The iterative elimination of half the search space in Binary Search is precisely what yields its tremendous efficiency of $O(\log_2(n))$.
- To find the worst-case time complexity, we determine the maximum number of comparisons, $h$, needed to reduce the original input size $n$ to a single element.

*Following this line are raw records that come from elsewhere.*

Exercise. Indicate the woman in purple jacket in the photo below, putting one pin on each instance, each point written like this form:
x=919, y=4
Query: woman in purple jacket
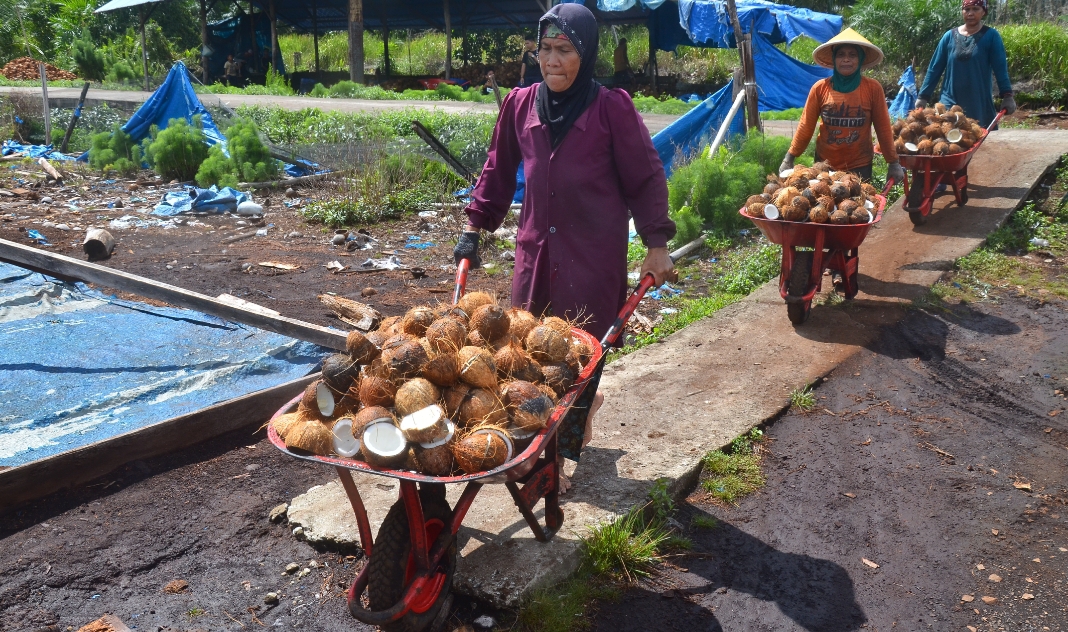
x=590, y=166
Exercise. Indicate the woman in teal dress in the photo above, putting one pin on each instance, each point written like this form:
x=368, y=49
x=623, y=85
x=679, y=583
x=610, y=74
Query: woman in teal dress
x=969, y=54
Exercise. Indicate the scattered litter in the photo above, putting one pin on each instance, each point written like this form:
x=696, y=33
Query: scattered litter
x=280, y=265
x=418, y=242
x=37, y=237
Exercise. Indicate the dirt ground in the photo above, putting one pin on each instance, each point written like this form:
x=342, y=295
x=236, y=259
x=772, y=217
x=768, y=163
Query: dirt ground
x=940, y=455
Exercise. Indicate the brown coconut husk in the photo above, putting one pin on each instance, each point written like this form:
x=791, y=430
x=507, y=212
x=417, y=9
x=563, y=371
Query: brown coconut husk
x=283, y=422
x=340, y=373
x=491, y=321
x=545, y=344
x=413, y=395
x=511, y=360
x=446, y=334
x=559, y=377
x=482, y=406
x=473, y=300
x=310, y=435
x=417, y=319
x=480, y=452
x=361, y=349
x=477, y=367
x=376, y=391
x=408, y=360
x=520, y=322
x=443, y=369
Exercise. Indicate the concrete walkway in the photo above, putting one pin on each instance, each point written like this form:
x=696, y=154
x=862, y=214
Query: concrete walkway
x=669, y=404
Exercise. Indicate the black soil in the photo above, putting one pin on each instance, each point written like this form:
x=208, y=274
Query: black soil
x=940, y=455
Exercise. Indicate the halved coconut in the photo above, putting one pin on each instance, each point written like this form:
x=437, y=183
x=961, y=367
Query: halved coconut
x=344, y=443
x=482, y=451
x=383, y=445
x=310, y=435
x=436, y=458
x=414, y=395
x=426, y=425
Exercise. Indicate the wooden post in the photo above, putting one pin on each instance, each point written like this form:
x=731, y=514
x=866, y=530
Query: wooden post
x=204, y=58
x=386, y=41
x=144, y=50
x=356, y=41
x=315, y=35
x=44, y=96
x=449, y=42
x=273, y=35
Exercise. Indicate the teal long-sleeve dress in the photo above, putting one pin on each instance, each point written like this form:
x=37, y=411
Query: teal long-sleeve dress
x=969, y=62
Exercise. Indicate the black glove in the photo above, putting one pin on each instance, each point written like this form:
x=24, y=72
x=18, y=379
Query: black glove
x=467, y=248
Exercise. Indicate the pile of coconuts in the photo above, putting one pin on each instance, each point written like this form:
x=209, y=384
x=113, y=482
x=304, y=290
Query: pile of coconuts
x=815, y=194
x=441, y=391
x=936, y=131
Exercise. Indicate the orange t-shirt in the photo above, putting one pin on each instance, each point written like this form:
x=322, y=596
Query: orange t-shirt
x=846, y=121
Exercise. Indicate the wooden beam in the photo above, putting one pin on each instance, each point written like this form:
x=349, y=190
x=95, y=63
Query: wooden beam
x=68, y=267
x=77, y=467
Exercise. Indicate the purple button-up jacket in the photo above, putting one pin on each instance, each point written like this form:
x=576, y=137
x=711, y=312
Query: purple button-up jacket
x=571, y=245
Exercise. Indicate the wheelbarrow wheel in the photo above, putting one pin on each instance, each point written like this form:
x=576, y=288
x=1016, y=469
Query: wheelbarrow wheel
x=798, y=286
x=389, y=565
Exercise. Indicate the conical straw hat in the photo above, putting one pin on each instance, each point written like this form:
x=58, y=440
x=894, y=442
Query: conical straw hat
x=825, y=52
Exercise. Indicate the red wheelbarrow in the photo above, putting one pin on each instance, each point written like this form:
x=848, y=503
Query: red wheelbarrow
x=409, y=571
x=930, y=172
x=834, y=247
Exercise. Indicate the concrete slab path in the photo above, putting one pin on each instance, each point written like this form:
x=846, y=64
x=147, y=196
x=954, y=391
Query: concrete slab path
x=671, y=403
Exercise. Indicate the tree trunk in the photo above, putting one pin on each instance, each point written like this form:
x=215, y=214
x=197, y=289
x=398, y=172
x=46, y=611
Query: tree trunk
x=356, y=41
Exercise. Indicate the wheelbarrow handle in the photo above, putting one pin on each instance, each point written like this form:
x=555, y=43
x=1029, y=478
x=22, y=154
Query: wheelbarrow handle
x=461, y=269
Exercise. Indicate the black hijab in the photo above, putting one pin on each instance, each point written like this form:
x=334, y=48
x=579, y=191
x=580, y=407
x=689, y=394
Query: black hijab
x=559, y=110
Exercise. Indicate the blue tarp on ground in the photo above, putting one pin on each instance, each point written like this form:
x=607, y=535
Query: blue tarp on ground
x=174, y=98
x=782, y=82
x=82, y=366
x=906, y=98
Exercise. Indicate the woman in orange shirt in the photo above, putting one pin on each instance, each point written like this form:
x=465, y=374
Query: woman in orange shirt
x=847, y=106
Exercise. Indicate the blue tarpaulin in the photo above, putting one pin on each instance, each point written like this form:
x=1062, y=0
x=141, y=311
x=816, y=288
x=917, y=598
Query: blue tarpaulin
x=782, y=82
x=11, y=146
x=83, y=366
x=194, y=200
x=906, y=98
x=707, y=22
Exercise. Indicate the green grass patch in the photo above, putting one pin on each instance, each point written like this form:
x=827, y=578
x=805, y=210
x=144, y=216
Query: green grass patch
x=729, y=475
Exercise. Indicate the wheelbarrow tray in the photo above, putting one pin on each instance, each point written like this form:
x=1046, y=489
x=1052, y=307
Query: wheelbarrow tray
x=531, y=452
x=806, y=234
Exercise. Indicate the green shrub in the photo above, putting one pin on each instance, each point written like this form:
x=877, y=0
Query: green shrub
x=249, y=160
x=114, y=151
x=89, y=59
x=716, y=188
x=177, y=152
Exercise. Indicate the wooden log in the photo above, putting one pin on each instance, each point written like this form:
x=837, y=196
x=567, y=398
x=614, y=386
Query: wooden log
x=40, y=478
x=68, y=267
x=359, y=315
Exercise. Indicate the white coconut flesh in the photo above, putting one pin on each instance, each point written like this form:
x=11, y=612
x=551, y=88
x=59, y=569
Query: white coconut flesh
x=324, y=398
x=451, y=427
x=345, y=444
x=504, y=438
x=385, y=440
x=426, y=425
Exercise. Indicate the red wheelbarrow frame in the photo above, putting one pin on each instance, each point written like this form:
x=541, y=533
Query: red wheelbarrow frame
x=936, y=171
x=835, y=247
x=429, y=542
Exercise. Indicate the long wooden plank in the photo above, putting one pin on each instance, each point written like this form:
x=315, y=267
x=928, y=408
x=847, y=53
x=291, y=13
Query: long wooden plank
x=40, y=478
x=68, y=267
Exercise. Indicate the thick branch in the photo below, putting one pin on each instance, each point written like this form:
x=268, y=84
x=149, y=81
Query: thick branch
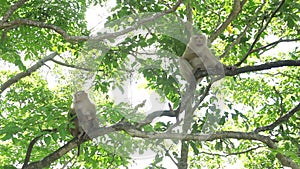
x=45, y=162
x=246, y=69
x=279, y=121
x=28, y=72
x=69, y=38
x=12, y=10
x=72, y=66
x=259, y=33
x=236, y=9
x=273, y=44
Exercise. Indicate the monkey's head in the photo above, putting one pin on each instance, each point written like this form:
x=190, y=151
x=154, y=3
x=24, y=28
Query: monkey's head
x=198, y=40
x=80, y=95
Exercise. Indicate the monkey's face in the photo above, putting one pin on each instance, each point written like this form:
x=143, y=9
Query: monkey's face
x=199, y=40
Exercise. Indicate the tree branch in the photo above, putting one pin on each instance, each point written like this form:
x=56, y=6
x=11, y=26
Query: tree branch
x=72, y=66
x=273, y=44
x=230, y=154
x=30, y=147
x=27, y=72
x=12, y=9
x=259, y=33
x=67, y=37
x=246, y=69
x=279, y=120
x=242, y=34
x=236, y=9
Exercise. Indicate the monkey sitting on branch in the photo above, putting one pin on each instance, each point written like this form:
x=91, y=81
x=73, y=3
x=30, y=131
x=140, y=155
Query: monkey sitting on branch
x=198, y=56
x=83, y=117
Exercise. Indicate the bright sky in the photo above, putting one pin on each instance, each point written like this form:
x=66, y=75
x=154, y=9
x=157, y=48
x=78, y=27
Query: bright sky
x=135, y=95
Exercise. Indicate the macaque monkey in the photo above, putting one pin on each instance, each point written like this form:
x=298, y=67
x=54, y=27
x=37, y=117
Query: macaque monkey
x=196, y=56
x=82, y=116
x=85, y=111
x=74, y=128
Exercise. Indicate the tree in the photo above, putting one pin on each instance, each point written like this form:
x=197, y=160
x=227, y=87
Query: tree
x=250, y=113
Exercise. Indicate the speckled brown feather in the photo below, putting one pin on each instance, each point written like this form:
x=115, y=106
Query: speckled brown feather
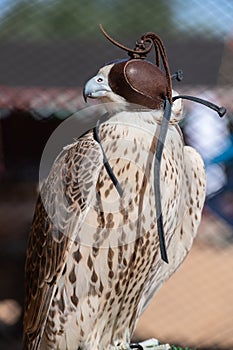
x=48, y=246
x=87, y=287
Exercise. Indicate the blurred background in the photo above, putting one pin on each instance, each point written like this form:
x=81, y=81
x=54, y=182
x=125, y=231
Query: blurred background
x=48, y=49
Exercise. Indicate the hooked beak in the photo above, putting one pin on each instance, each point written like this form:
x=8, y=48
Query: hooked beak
x=96, y=87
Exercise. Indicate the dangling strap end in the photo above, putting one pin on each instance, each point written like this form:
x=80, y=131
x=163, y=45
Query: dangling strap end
x=221, y=111
x=162, y=243
x=178, y=75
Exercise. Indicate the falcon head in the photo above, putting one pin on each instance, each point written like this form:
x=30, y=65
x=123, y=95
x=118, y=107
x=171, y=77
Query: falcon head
x=133, y=81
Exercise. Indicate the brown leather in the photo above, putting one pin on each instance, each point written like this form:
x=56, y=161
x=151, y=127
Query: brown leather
x=139, y=82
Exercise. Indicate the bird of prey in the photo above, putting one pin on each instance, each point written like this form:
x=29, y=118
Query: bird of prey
x=94, y=254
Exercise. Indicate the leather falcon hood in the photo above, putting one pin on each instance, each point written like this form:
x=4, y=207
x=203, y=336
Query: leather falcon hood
x=139, y=82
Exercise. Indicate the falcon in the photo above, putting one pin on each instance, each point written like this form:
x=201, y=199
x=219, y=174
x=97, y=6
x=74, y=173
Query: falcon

- In the worst case, the algorithm runs for $h$ iterations until the search space contains at most one element. The size of the search space $S$ decreases geometrically:
- Initial Size: $|S_0| = n$
- After 1 comparison: $|S_1| \approx n/2$
- After $h$ comparisons: $|S_h| \approx n / 2^h$
- The process stops when the remaining size is approximately 1. $$ \frac{n}{2^h} \approx 1 \implies n \approx 2^h $$
- Taking the logarithm base 2 to solve for $h$: $$ h \approx \log_2(n) $$
- Key Takeaway: Since the work done in each iteration (calculating the pivot and comparing) takes constant time, the total running time $f(n)$ is proportional to the number of steps, $h$. Therefore, the worst-case time complexity is: $$ O(f(n)) = O(\log_2(n)) $$
Complexity Breakdown
| Component | Description | Cost |
|---|---|---|
| Worst-Case Steps (h) | Number of comparisons to reduce $n$ to 1. | $\log_2(n)$ |
| Work per Step | Midpoint calculation and one comparison. | $O(1)$ |
| Total Complexity | Steps × Work per Step. | $O(\log_2(n))$ |